I find a brown leaf in the grass, a gray bird
twisted on the ground,
flat snakes, dead branches.
I close my eyes and dreams
will not return. Just my father’s voice replaying in my head
repeating the same sentence again and again.
On my wedding day
he stood beside me, hands dead at his side, he forgot to lift
my white veil to reveal my unmarried self. I lifted the lace myself.
Now my hands are so weighed down, I do not know how
to lift this black veil that has sewed itself into my face.
What was there before departure?
I watch fathers greet daughters,
grandparents sweeping up grandchildren. Lips meeting cheeks.
I have been here a long time at this gate waiting for arrival
that will never come again. Now leaving is all there is.
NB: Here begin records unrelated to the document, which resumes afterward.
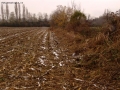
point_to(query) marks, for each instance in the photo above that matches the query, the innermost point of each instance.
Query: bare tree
(16, 11)
(19, 11)
(24, 12)
(27, 14)
(7, 11)
(2, 12)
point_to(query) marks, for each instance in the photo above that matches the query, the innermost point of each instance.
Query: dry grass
(97, 58)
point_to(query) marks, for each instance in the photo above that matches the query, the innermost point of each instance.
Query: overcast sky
(93, 7)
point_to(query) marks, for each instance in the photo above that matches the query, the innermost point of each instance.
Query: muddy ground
(34, 59)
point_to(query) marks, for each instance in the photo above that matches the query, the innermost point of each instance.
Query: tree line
(21, 17)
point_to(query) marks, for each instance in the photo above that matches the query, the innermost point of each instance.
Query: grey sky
(93, 7)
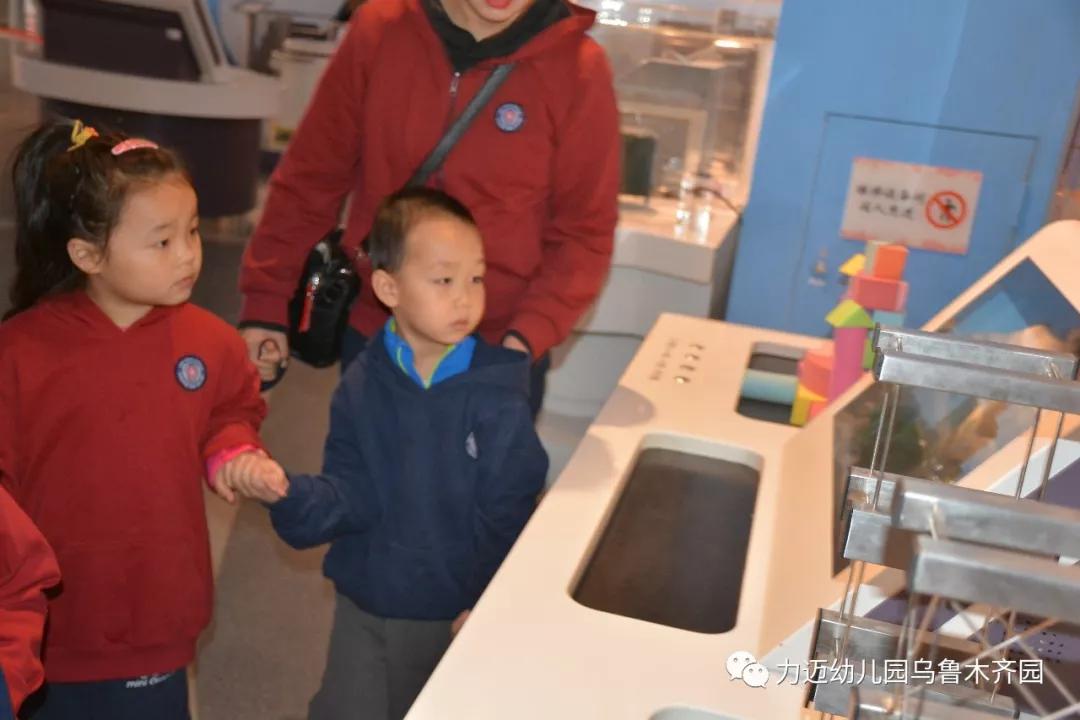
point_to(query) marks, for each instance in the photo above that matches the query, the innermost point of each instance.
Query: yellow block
(800, 409)
(854, 265)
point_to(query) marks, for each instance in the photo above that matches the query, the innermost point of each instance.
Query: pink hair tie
(133, 144)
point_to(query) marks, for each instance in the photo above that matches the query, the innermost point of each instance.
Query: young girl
(116, 396)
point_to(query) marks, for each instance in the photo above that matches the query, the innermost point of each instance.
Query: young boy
(431, 469)
(27, 569)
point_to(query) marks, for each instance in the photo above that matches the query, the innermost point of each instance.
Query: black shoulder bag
(319, 311)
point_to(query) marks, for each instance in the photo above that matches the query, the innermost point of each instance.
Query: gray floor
(264, 654)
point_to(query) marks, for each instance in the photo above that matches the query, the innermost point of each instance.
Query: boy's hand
(458, 623)
(268, 350)
(252, 475)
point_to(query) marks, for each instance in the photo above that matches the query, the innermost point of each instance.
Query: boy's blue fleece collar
(455, 361)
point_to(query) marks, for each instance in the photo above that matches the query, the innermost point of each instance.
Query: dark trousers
(376, 666)
(353, 343)
(162, 696)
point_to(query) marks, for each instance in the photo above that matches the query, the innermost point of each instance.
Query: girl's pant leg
(354, 681)
(162, 696)
(414, 648)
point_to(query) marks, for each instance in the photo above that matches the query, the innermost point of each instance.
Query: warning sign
(921, 206)
(946, 209)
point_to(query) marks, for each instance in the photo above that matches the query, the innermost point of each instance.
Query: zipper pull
(309, 301)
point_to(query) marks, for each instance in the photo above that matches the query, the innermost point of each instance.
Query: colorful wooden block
(854, 265)
(815, 368)
(872, 248)
(849, 313)
(889, 262)
(878, 293)
(800, 409)
(848, 347)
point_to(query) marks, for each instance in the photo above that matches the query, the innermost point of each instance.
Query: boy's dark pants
(376, 666)
(353, 343)
(162, 696)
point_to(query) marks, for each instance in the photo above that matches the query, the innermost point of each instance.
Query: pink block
(878, 293)
(815, 368)
(848, 347)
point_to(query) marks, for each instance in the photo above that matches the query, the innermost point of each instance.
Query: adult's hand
(268, 350)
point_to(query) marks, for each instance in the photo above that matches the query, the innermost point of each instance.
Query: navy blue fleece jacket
(422, 491)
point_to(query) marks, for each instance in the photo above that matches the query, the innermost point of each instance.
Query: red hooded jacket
(27, 568)
(539, 167)
(104, 437)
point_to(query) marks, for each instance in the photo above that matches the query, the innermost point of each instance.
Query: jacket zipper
(455, 81)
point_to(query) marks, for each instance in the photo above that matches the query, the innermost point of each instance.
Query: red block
(889, 262)
(848, 344)
(815, 368)
(878, 293)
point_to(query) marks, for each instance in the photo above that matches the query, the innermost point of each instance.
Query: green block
(889, 318)
(849, 313)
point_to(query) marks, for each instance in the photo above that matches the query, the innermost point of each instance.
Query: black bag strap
(437, 154)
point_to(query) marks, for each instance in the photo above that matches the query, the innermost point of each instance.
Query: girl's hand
(253, 475)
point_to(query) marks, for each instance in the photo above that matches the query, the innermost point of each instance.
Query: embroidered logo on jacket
(510, 117)
(191, 372)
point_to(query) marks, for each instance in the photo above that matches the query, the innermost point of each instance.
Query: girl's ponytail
(42, 222)
(71, 182)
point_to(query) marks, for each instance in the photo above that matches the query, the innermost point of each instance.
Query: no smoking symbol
(946, 209)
The mother coming through the front screen door in summer
groceries in hand, flies buzzing through. A lover beside her.
Those three brothers back from college or work or a friend’s.
Even the dog returned after a daylong escape. How does it shift?
The door slamming on the way out, the father packing, the suitcase
in his hand, the not coming back.
The tumblers will not click into place, numbers flit by in the sky,
I can no longer reach them. My arms are not long enough. Must I grow wings
to fling this feathered body to meet the ones and the sixes. How can
a number matter? 21 years of marriage, 3 children, 1 dog. 5 houses.
It could have been anyone on any given day. Why pick that man
on that train? Why take away this father?
I am walking backwards trying to reverse the hands
of the clock. Nothing works. I stand in a tree and sweep
the sky with a net, numbers fall inside. Let’s turn that lock again.
The month my father died the black bird returned to my windowsill.
It was all about the leaving. The brothers left the house long before.
The mother, the father. Now it’s my turn. I want to go. I don’t want
to go. A different house. A different form of death. I am grabbing
the knob, pushing through the door.
And all those stones I set on my father’s grave
have somehow turned up inside my own pockets.